In Blog on August 29, 2010

THE cold weather slowed me down this month. I’ve been learning to bake sourdough bread. The house is small enough that the oven heats the whole place, so every fresh loaf warmed my insides and my outsides.

I’ve been pottering at odd jobs too. I have an old two-deck tape player I was given when I turned 13. Now it looks unaccountably bulky, but once I thought it sleek. It contained mysterious worlds. I remember listening to Lou Reed’s ‘Walk on the Wild Side’ and feeling entranced and uneasy.

For over a decade the volume control has been unreliable and the sound has rattled and risen like a coming train. No amount of adjustment could stop it.

Finally, I decided to find out why. I opened the shell of the tape player and cleaned the relevant parts with a cue-tip. That’s all. But now the radio glides quietly into the right station.

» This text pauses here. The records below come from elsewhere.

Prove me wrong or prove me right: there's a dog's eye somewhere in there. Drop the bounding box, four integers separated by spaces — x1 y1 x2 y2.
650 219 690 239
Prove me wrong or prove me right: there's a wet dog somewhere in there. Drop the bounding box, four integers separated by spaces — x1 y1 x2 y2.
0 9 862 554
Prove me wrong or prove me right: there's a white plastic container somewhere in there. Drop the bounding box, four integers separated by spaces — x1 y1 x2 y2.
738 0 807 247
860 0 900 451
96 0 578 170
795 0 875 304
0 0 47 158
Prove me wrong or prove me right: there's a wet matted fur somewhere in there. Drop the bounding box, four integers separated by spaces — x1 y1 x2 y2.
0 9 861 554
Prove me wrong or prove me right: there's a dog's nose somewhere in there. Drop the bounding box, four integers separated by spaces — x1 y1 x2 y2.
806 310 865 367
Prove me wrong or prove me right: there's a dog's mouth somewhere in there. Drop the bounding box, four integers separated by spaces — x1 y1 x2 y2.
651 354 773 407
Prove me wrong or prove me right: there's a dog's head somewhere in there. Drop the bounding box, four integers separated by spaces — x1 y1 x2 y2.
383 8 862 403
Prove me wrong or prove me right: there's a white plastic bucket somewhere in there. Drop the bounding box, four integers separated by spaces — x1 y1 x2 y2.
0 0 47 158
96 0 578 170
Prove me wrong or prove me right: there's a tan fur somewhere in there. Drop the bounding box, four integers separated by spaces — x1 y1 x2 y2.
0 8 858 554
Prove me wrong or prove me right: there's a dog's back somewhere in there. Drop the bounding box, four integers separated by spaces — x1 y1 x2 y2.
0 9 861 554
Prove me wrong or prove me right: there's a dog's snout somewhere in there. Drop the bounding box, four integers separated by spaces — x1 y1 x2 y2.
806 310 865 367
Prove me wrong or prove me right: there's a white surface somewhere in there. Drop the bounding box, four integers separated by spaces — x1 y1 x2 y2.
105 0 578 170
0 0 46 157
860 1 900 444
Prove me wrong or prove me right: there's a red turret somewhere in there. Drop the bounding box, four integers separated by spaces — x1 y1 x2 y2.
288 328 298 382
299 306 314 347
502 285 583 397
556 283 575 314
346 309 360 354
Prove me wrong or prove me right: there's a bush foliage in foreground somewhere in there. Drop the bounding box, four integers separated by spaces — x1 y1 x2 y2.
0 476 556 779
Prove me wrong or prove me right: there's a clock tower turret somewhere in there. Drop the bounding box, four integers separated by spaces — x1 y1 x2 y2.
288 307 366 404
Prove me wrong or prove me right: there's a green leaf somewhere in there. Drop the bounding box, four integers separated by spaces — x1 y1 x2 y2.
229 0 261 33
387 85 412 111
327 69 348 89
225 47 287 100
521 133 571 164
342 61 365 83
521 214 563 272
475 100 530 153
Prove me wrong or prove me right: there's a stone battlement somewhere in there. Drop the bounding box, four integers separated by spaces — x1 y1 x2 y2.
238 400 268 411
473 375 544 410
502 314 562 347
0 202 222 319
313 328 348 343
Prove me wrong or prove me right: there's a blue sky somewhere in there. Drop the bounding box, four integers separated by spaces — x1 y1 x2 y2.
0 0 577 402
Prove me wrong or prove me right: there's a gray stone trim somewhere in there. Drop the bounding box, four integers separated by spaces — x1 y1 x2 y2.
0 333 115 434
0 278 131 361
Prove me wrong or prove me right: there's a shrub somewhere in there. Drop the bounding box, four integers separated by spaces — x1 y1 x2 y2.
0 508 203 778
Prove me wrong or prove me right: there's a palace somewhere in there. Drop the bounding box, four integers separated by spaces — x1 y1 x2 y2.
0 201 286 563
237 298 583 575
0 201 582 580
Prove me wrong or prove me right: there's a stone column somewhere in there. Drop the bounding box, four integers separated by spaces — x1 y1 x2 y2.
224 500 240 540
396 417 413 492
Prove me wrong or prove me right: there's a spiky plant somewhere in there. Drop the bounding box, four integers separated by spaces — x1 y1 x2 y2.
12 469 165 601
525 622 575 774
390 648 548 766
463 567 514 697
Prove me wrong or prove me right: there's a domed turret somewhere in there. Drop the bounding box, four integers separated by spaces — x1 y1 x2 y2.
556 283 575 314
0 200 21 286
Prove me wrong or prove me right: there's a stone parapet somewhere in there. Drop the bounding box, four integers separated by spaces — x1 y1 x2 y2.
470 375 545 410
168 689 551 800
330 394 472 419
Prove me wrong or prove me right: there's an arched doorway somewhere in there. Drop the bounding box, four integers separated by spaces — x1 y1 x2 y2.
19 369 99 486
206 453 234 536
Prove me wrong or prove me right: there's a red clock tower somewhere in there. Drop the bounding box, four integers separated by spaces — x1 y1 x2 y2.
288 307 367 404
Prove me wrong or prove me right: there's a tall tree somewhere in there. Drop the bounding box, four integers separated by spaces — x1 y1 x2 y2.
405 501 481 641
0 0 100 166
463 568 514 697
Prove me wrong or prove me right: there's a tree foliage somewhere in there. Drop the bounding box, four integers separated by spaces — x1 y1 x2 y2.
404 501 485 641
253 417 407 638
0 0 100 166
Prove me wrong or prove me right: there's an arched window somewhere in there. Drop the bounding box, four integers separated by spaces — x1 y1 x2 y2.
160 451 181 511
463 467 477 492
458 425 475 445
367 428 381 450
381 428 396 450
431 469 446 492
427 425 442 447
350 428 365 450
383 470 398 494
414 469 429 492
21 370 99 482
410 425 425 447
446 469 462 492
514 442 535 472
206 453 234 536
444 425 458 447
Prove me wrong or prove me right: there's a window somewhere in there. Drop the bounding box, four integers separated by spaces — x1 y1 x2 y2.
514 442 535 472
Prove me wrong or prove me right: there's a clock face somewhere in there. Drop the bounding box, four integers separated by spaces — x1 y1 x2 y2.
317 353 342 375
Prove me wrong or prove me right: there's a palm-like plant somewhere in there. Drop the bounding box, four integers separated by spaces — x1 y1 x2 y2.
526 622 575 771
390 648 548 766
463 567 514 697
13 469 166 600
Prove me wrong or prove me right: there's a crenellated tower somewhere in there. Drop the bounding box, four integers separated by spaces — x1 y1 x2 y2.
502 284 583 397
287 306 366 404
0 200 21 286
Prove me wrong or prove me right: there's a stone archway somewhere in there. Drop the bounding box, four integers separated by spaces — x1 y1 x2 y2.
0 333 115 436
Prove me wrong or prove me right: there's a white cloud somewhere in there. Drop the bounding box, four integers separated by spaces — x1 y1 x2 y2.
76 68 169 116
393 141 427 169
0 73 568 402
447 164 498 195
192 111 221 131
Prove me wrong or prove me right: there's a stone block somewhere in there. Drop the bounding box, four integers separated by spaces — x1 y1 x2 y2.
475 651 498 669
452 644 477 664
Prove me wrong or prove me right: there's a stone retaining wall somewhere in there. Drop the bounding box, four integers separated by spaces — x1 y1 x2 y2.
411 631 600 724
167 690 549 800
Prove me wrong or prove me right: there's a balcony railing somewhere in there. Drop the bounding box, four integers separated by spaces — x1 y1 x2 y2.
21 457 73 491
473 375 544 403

Confident of my newfound volume control expertise, I assured my friend Mischa that I could repair her over-loud alarm clock. I disassembled it and found a flimsy, broken plastic knob that could not be re-attached. Even so, I took pleasure in the discovery: at least we knew the problem. And the alarm clock still works. With a slender implement and a slice of dexterity, the volume can be adjusted. Right, Mischa?

Mischa and her alarm clock

Simple fixes. Maybe it’s beginner’s luck, but I’m convinced that adequate patches could be found for many malfunctioning gizmos just by taking a quick look inside.

A second small project:

Our house has a north-facing courtyard. On clear winter days, there is no better place to be than resting against the rear wall of the house, looking at the veggie patch, taking in the sun.

But the ground has a concrete lip that doesn’t suit a chair. So one afternoon I assembled a bench from reclaimed framing timber, according to a tried and tested Urban Bush Carpenter design: three parallel lengths to sit on, and x-crossed, reinforced legs below. I sawed the legs to match the awkward split-level concrete.

Maybe the bench accounts for my subsequent lack of practical work. I made my perfect sitting spot and then I sat there, reading, whenever the sun broke through the clouds.

And now I’ve left town. I’m on my way, slowly, to Cairns. I’ll be on the lookout for bush mechanics between here and there.